Twitter is powerful.
Tweets can evoke responses, start movements, and create communities. Who can forget when George Couros rocked the Twitterverse with this teacher invitation? I share this same passion for Twitter in education, however, my journey was unique…
I love science. I love creating opportunities for students to love science.
Early on, I perceived that few really knew the science curriculum thoroughly. After all, science wasn’t math or reading. Students were required to learn about weather. But did that include clouds, the water cycle, tornadoes, and hurricanes? What about air pressure and convection? Will students research weather instruments, or was that covered in another grade’s curriculum? Misunderstanding these curriculum-specific objectives would be like ordering an “entrée, a side, and a drink,” and leaving it up to food service employees to answer their own essential questions.
In hopes of enhancing science instruction, I created science curriculum posters, and gave a set to each fifth grade teacher at my school. This particular set of posters features our current NC Science Essential Standards. Now, teachers can hold the science curriculum in their hands, referring to specific objectives during teaching, planning, and parent-teacher conferences.
But how you learn is even more important than what you learn. Students needed to be doing science. I created several models and hands-on learning opportunities for students to experience science. Instead of just talking, watching a video, going on the Internet, reading, or note-booking about science topics, students could now put their hands on actual models and manipulate features. Students could: demonstrate landform-changing processes by moving sediments through the Grand Canyon; label the stages of the water cycle; select which animals live in the rain forest; plant producers on the windward side and “dessert” the leeward side; and not only draw a sea breeze, but they could manipulate it based on time of day. These hands-on activities enriched student engagement by bringing curriculum to life!

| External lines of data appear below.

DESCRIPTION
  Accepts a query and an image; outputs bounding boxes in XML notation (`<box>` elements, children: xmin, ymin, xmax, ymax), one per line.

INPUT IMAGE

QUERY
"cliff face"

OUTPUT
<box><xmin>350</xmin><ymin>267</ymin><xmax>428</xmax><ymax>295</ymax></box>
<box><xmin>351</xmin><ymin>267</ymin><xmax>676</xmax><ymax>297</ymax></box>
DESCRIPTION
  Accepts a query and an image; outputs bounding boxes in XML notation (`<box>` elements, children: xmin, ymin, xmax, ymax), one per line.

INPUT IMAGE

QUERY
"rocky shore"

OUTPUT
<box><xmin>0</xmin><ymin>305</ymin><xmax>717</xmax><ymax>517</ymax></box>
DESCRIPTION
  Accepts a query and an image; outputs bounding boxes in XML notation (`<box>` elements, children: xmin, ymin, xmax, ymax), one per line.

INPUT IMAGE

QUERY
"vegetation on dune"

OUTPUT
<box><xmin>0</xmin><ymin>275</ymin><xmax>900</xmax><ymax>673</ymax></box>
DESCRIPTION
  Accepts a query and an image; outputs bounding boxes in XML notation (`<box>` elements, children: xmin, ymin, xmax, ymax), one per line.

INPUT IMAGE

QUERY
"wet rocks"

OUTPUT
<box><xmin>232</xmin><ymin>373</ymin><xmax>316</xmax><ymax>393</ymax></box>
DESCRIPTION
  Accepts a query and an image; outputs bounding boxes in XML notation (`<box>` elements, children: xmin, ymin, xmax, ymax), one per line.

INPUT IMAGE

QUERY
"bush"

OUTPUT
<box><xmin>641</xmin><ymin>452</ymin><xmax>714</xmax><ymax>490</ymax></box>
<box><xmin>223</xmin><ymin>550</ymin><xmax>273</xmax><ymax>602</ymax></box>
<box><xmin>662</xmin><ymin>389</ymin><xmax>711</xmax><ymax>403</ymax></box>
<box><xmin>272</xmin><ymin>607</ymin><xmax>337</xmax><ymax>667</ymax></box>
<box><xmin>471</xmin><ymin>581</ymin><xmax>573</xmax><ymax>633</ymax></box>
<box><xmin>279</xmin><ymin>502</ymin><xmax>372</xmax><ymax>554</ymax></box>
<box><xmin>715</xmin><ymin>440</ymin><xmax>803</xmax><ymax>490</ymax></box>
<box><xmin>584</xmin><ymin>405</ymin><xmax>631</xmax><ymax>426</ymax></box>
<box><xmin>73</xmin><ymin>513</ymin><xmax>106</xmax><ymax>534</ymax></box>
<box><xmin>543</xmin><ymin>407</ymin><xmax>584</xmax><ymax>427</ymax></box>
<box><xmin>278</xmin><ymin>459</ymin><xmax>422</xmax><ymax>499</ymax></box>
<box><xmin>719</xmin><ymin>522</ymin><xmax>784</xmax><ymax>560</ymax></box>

In addition, I often took pictures, cut out articles, and recorded videos of real-world topics connected to our curriculum. As I felt the sand between my toes, and the tide carrying the sand away again, I couldn’t help but think of gravity, weathering, erosion, deposition, sea breezes, the water cycle, and even the changing seasons. I also captured hands-on learning in the classroom during my vacations, and personal experiences on the weekends. Students even brought in their own pictures! Then, students created posters featuring pictures, conversation bubbles, and specific curriculum objectives. In so doing, students were able to personalize, evaluate, and strengthen real world-curriculum connections.
And then Twitter happened…
Educators could have a wealth of integrated, efficiently-organized resources on their cell phones. Teachers should maximize Twitter’s potential to create a community around their curriculum. Use the power of the hashtag to: build objective-specific resources; share best practices; and bring the curriculum to life. Unleash the hashtag’s power by connecting pictures, videos, blogs, links, articles, and other resources to specific learning experiences. For example, I use #sci5E11 to feature topics relating to this fifth grade science weather unit objective. Any teacher may wish to introduce or review air pressure with this tweet.
What if every fifth grade science teacher in my town, county, or state tweeted and hashtagged to this objective? How might teaching and learning be enhanced then?
Educators have the opportunity to supplement their own curriculum resources through the power of the hashtag. One week, two months, or three years from now, educators may quickly reference exact content by searching curriculum hashtags. Furthermore, teachers in the same school, city, county, state – and beyond – benefit when they realize intentionally-designed vertical alignment. Over time, learning objectives will change, and teachers may create new hashtags matching new curricula.
Most importantly, students benefit when teachers can search a curriculum-specific library of educator-hashtagged resources. Educators must connect with each other, continuously improving, sharing and honing our ideas, skills, and resources for our students. Upon walking into the classroom, the principal’s not going to ask the teacher what’s being taught; the principal’s not going to look at curriculum posters, models, or pictures to find out the daily lesson; the principal’s going straight to the students to ask what they’re learning.